Simplifying the ITC agent design

We can simplify the ITC agent design by removing the nodes $I_{1}, I_{2}, \dots$ from the planning world, as these have no effect on the reward we want the agent to calculate. This in turn allows us to remove the observational records and machine learning function needed to compute the planning world parameter $L^{i}$ .

These steps produce the following diagrams and agent definition:

CITC: The compact version of the counterfactual input terminal agent has the learning world $c l i$ where $π (i, o, x) = π_{c}^{*} (x)$ , where $π_{c}^{*}$ is defined by the planning world $c c i$ , where $L = L (o)$ and $R (i_{t}, x_{t}, x_{t + 1}) = i_{t} (x_{t}, x_{t + 1})$ .

Relation between counterfactual planning and indifference methods

In my 2020 paper here, I used non-graphical MDP models and indifference methods to define a similar safe agent with an input terminal, called the $π_{sl}^{*}$ agent. When used as a specification for a real-life agent compute core, the $π_{sl}^{*}$ agent definition in that paper produces exactly the same corrigible agent compute core behavior as the ITC agent definition above.

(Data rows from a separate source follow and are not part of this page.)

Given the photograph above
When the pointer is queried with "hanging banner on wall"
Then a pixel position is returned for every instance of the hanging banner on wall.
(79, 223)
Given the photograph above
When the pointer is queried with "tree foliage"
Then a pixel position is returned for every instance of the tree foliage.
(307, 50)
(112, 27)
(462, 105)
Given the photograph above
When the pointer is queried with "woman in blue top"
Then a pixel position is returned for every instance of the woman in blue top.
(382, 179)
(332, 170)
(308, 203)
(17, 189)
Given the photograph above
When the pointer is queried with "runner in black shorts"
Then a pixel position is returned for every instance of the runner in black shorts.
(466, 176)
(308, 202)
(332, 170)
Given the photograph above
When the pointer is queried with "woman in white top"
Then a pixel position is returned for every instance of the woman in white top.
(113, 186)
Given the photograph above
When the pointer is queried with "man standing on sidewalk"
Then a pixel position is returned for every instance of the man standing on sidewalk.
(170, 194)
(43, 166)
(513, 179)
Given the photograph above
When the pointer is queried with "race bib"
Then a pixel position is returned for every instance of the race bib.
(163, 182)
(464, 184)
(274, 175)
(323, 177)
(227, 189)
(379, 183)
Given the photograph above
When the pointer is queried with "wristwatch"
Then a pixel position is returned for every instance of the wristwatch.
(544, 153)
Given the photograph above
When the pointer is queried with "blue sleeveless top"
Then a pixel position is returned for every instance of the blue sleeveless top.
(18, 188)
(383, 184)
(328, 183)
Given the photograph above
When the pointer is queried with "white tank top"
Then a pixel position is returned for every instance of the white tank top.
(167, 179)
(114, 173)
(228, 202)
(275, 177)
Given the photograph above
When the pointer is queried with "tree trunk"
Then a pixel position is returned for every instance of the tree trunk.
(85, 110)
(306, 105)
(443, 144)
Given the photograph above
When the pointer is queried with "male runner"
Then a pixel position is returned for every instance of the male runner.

The main difference is that the indifference methods based construction of $π_{sl}^{*}$ in that paper is more opaque than the counterfactual planning based construction of ITC above.

The $π_{sl}^{*}$ agent is constructed by including a complex balancing term in its reward function, were this term can be interpreted as occasionally creating extra virtual worlds inside the agent's compute core. Counterfactual planning constructs a different set of virtual worlds called planning worlds, and these are much easier to interpret.

My 2020 paper includes some dense mathematical proofs to show that the $π_{sl}^{*}$ agent has certain safety properties. Counterfactual planning offers a vantage point which makes the same safety properties directly visible in the ITC agent construction, via a lack of certain paths to value in the planning world.

So overall, my claim is that counterfactual planning offers a more general and transparent way to achieve the corrigibility effects that can be constructed via balancing term based indifference methods.

Simulations of ITC agent behavior

See sections 4, 6, 11, and 12 of my 2020 paper for a more detailed discussion of the behavior of the $π_{sl}^{*}$ agent, which also applies to the behavior of the ITC agent. These sections also show some illustrative agent simulations.

Section 6 has simulations where the agent will develop, under certain conditions, an indirect incentive causing it to be less corrigible. Somewhat counter-intuitively, that incentive gets fully suppressed when the agent gets more powerful, for example by becoming more intelligent.